Poster
Vista: A Generalizable Driving World Model with High Fidelity and Versatile Controllability
Shenyuan Gao · Jiazhi Yang · Li Chen · Kashyap Chitta · Yihang Qiu · Andreas Geiger · Jun Zhang · Hongyang Li
World models can foresee the outcomes of different actions, which is of paramount importance for autonomous driving. Nevertheless, existing driving world models still fall short in generalization to unseen environments, prediction fidelity of critical details, and action controllability for flexible applications.
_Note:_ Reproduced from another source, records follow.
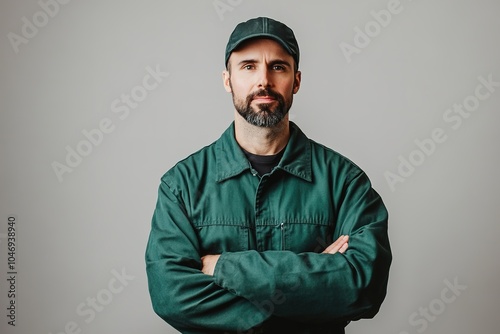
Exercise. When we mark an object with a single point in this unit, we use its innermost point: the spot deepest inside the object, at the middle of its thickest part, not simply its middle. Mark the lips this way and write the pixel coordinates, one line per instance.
(264, 99)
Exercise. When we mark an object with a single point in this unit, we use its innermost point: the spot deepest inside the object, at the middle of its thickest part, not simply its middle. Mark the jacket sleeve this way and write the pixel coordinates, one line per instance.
(180, 293)
(321, 287)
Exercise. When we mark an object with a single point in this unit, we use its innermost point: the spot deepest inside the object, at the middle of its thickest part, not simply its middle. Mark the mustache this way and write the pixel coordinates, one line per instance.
(266, 92)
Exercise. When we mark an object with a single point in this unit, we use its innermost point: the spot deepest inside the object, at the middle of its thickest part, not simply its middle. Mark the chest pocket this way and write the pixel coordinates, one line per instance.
(219, 237)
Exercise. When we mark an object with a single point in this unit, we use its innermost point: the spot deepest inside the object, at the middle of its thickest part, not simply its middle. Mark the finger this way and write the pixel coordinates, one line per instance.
(343, 248)
(335, 247)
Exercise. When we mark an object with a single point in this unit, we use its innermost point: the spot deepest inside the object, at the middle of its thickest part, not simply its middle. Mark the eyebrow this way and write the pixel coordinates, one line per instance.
(273, 62)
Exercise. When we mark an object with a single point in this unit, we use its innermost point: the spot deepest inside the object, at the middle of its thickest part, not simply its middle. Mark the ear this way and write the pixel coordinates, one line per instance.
(226, 81)
(296, 82)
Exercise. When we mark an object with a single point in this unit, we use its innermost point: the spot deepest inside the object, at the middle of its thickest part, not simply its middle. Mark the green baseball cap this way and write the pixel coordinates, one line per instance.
(263, 27)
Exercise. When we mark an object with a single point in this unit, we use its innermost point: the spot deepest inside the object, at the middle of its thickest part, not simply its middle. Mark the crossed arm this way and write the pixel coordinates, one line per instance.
(223, 291)
(340, 245)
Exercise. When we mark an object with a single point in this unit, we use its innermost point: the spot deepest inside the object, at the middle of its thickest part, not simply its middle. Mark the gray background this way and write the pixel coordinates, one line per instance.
(72, 234)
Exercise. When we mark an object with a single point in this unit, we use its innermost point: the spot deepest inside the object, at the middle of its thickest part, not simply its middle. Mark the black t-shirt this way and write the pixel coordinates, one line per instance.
(263, 164)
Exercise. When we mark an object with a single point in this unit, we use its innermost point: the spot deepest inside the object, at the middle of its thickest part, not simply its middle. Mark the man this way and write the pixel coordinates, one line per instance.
(241, 238)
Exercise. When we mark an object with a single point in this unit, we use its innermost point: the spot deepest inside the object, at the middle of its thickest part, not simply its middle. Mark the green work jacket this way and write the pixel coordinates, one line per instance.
(270, 230)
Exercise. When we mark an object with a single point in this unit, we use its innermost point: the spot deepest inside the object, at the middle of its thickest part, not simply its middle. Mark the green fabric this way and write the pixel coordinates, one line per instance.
(270, 231)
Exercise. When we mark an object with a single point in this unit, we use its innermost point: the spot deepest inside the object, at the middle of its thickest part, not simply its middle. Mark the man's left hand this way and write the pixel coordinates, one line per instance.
(208, 263)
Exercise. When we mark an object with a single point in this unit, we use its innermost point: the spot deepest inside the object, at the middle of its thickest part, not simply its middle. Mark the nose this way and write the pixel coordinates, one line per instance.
(264, 78)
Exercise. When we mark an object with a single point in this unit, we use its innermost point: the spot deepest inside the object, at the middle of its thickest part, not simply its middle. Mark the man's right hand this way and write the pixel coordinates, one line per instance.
(340, 245)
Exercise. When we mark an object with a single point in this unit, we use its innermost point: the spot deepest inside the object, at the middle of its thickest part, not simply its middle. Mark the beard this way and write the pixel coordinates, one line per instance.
(264, 115)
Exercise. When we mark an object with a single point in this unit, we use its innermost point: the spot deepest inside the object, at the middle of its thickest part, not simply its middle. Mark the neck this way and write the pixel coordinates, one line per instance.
(259, 140)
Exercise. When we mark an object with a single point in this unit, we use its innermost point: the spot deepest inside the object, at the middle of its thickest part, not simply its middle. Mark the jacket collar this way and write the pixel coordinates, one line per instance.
(231, 160)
In this paper, we present Vista, a generalizable driving world model with high fidelity and versatile controllability. Based on a systematic diagnosis of existing methods, we introduce several key ingredients to address these limitations. To accurately predict real-world dynamics at high resolution, we propose two novel losses to promote the learning of moving instances and structural information. We also devise an effective latent replacement approach to inject historical frames as priors for coherent long-term rollouts. For action controllability, we incorporate a versatile set of controls from high-level intentions (command, goal point) to low-level maneuvers (trajectory, angle, and speed) through an efficient learning strategy. After large-scale training, the abilities of Vista can seamlessly generalize to diverse scenarios in a zero-shot manner. Extensive experiments on multiple datasets show that Vista outperforms the most advanced general-purpose video generator in over 70% of comparisons and surpasses the best-performing driving world model by 55% in FID and 27% in FVD. Moreover, for the first time, we establish a generalizable reward function which uses for real-world driving action evaluation. Our code and model will be made publicly available. Videos can be found at this anonymous page.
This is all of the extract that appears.